Sable returned to staring out from the doorway as Arnoldo waited in silence.

"I told you that if I died I didn't expect anything less than a cardboard box picked up in an alley somewhere buried six feet under. That's it, no casket, nothing. I also told you that if I were hurt I didn't want any compassion or pity shit. That's exactly the fuck what I said. Now what are you doing?"

"Watching out for you."

"I don't need anyone to look out for me. The mother hen's dead, I shot her and ate the wings for supper, savvy? Don't play father-figure with me, Arnoldo. You know I'm ready for this, I think you're just afraid that somehow me being able to return to work so fast is going to send me over that edge all the psychologists talk of."

"You'd be right in assuming that."

"He's completely sane, Arnoldo." Sable countered.

"Give me two days, Sands." Arnoldo finally came to the solution to their problems, "Four days in training to prove that you're as good as you say."

"Training?" Sands replied in the same low-fury voice. "Training!

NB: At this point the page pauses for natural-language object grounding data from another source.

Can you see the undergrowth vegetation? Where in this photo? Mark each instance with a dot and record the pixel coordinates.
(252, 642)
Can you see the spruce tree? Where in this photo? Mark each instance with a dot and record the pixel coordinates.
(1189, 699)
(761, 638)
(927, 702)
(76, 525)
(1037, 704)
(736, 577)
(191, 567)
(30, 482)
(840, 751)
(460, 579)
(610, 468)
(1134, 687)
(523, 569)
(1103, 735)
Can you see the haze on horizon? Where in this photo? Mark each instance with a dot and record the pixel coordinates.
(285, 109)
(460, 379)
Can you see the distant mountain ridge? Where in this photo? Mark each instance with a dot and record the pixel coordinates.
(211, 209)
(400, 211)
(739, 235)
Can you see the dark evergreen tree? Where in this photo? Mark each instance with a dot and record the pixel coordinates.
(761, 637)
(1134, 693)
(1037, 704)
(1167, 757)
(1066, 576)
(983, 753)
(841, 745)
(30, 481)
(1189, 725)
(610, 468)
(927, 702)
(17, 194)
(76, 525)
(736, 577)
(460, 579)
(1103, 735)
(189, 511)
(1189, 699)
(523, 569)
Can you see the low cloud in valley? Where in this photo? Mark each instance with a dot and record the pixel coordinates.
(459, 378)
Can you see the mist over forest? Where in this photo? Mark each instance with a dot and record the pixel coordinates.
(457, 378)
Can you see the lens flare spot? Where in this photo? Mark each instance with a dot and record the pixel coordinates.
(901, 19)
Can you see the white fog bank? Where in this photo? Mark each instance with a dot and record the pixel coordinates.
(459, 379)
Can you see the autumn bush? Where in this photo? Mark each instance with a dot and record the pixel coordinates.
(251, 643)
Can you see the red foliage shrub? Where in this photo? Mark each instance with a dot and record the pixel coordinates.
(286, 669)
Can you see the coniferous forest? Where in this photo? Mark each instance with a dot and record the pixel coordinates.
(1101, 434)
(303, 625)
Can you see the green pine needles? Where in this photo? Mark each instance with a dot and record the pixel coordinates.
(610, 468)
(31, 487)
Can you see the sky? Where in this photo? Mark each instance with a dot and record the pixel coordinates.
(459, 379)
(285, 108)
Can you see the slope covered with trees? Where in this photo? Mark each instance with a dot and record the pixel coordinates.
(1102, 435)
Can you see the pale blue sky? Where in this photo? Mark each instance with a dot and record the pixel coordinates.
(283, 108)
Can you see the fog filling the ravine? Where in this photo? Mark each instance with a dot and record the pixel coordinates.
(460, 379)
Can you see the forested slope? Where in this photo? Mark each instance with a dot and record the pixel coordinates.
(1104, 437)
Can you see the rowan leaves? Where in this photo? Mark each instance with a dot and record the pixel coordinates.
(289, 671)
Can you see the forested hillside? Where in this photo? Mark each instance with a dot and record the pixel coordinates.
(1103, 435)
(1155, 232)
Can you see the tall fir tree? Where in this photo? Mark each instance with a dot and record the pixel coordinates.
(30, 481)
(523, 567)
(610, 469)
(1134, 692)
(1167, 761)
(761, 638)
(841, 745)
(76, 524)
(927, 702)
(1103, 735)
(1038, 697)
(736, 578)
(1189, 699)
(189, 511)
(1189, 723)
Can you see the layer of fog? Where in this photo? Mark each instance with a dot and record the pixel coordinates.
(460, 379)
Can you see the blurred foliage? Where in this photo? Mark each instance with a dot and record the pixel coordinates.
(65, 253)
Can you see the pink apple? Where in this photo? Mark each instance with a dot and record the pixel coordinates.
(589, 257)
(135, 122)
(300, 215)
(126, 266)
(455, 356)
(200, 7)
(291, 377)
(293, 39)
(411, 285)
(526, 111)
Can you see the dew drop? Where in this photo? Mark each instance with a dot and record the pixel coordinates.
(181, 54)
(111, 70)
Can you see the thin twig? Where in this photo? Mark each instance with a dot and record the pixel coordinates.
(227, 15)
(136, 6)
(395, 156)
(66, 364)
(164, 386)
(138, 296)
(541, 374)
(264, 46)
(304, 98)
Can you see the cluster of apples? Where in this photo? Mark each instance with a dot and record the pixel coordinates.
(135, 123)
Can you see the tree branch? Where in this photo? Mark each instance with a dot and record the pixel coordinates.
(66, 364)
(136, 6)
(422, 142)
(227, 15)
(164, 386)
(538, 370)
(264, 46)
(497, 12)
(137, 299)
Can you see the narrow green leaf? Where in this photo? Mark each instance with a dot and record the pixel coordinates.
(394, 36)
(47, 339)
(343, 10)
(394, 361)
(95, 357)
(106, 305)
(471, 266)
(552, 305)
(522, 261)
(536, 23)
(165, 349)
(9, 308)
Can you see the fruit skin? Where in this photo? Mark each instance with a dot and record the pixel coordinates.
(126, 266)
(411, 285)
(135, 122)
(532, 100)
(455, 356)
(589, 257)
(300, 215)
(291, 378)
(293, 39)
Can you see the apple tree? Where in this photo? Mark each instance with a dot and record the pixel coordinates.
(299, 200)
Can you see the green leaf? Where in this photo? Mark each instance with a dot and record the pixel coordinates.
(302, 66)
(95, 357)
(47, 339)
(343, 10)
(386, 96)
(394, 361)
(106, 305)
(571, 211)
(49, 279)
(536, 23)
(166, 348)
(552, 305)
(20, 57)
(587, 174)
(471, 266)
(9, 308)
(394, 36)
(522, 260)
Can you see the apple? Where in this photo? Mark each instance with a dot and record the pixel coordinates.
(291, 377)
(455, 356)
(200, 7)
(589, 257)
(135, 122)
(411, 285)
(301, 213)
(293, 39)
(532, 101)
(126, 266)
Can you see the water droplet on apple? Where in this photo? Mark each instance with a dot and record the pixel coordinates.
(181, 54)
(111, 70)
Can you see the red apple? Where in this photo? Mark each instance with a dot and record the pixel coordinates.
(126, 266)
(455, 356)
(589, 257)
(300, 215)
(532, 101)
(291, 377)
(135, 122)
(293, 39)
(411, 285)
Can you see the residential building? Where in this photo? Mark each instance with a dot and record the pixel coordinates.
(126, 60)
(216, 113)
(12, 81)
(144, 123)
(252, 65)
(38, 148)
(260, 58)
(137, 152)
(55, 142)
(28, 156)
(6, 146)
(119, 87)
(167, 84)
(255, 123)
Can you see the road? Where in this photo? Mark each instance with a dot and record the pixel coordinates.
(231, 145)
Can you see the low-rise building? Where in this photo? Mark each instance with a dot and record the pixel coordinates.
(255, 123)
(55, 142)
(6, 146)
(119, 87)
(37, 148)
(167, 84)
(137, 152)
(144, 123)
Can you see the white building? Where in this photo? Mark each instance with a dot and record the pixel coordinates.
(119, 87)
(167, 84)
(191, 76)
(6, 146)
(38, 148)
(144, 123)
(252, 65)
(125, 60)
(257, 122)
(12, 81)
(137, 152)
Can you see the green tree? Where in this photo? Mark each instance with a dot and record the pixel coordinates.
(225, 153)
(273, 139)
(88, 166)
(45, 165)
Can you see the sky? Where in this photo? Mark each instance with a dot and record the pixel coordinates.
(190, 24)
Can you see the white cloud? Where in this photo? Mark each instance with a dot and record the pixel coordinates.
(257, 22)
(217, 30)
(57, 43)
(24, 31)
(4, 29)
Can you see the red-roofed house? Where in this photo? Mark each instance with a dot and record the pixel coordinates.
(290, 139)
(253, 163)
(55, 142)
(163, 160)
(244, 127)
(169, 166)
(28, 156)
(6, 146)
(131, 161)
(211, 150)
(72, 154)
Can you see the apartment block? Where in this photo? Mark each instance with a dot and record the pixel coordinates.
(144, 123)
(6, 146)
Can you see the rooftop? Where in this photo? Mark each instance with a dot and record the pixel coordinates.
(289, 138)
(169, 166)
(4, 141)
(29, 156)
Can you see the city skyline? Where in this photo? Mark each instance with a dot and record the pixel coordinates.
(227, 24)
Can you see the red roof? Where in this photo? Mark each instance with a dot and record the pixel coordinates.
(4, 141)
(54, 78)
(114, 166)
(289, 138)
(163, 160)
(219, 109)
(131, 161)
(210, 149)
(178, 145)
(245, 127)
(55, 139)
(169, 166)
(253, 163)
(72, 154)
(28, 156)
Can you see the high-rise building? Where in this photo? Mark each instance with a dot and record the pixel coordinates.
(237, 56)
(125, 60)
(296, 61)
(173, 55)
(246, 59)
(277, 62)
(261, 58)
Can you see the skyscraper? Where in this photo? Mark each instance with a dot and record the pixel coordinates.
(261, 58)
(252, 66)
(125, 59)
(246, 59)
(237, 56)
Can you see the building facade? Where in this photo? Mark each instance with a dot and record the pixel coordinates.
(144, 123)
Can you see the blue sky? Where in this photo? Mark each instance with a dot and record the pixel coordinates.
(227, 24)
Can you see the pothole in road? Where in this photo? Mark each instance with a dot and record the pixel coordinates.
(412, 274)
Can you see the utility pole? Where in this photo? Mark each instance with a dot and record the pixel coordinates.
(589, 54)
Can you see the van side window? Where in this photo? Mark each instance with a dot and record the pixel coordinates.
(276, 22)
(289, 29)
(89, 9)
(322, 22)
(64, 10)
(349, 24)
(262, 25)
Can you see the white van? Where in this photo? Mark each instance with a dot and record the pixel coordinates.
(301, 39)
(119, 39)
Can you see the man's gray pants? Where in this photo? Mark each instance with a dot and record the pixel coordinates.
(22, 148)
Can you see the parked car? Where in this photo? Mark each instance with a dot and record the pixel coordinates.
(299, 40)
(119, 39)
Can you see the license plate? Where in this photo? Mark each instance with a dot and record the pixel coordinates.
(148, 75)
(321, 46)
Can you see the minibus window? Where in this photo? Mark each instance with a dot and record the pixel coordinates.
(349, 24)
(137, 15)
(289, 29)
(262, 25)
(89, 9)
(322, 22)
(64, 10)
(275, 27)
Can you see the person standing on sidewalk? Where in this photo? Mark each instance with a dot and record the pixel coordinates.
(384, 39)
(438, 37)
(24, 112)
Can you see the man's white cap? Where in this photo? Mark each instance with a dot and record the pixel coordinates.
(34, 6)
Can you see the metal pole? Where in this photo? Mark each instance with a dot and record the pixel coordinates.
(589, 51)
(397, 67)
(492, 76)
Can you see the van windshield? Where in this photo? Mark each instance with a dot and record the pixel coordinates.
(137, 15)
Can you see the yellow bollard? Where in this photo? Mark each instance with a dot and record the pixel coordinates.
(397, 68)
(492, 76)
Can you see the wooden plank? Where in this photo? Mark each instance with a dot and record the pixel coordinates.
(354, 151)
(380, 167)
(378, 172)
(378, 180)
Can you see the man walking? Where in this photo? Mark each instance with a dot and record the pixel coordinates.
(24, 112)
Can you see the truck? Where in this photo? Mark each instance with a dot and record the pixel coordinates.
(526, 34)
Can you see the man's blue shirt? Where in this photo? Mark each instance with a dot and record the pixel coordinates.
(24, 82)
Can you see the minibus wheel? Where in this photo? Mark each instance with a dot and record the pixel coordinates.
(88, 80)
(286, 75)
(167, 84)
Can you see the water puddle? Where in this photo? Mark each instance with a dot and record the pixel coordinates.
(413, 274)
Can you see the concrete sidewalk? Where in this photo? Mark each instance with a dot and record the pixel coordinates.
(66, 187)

As in rookie, not good enough to win brownie points for the day!"

"No. Training as in instinct, experience, you versus everything we throw at you. I'll treat you like any other agent who wants to move up in rank. You show you're capable of everything I give you, you can take the mission the next day. Clear?"

"Crystal."

"And what do I do during these four days?" Sable inquired.

"What, you didn't think you'd be excluded from this did you?" Arnoldo raised a brow.

"Looks like the big bosses've been tugging on the old short and curlies, eh? Now we're in this together, sugarbutt."

"Oh, what fun." Sable loaded the gun and brushed her hair out of her face. "Where do we start?"

"You're not going to be needing that for awhile," Arnoldo motioned to the gun.

"Nope, first he wants to make sure we can color inside the lines," came the sarcastic reply from Sands.

"I pick red."

"Tick tock, kids. Follow me, single order." Arnoldo rolled his eyes at their antics and all knew exactly where they were going. Nowhere else except the training room.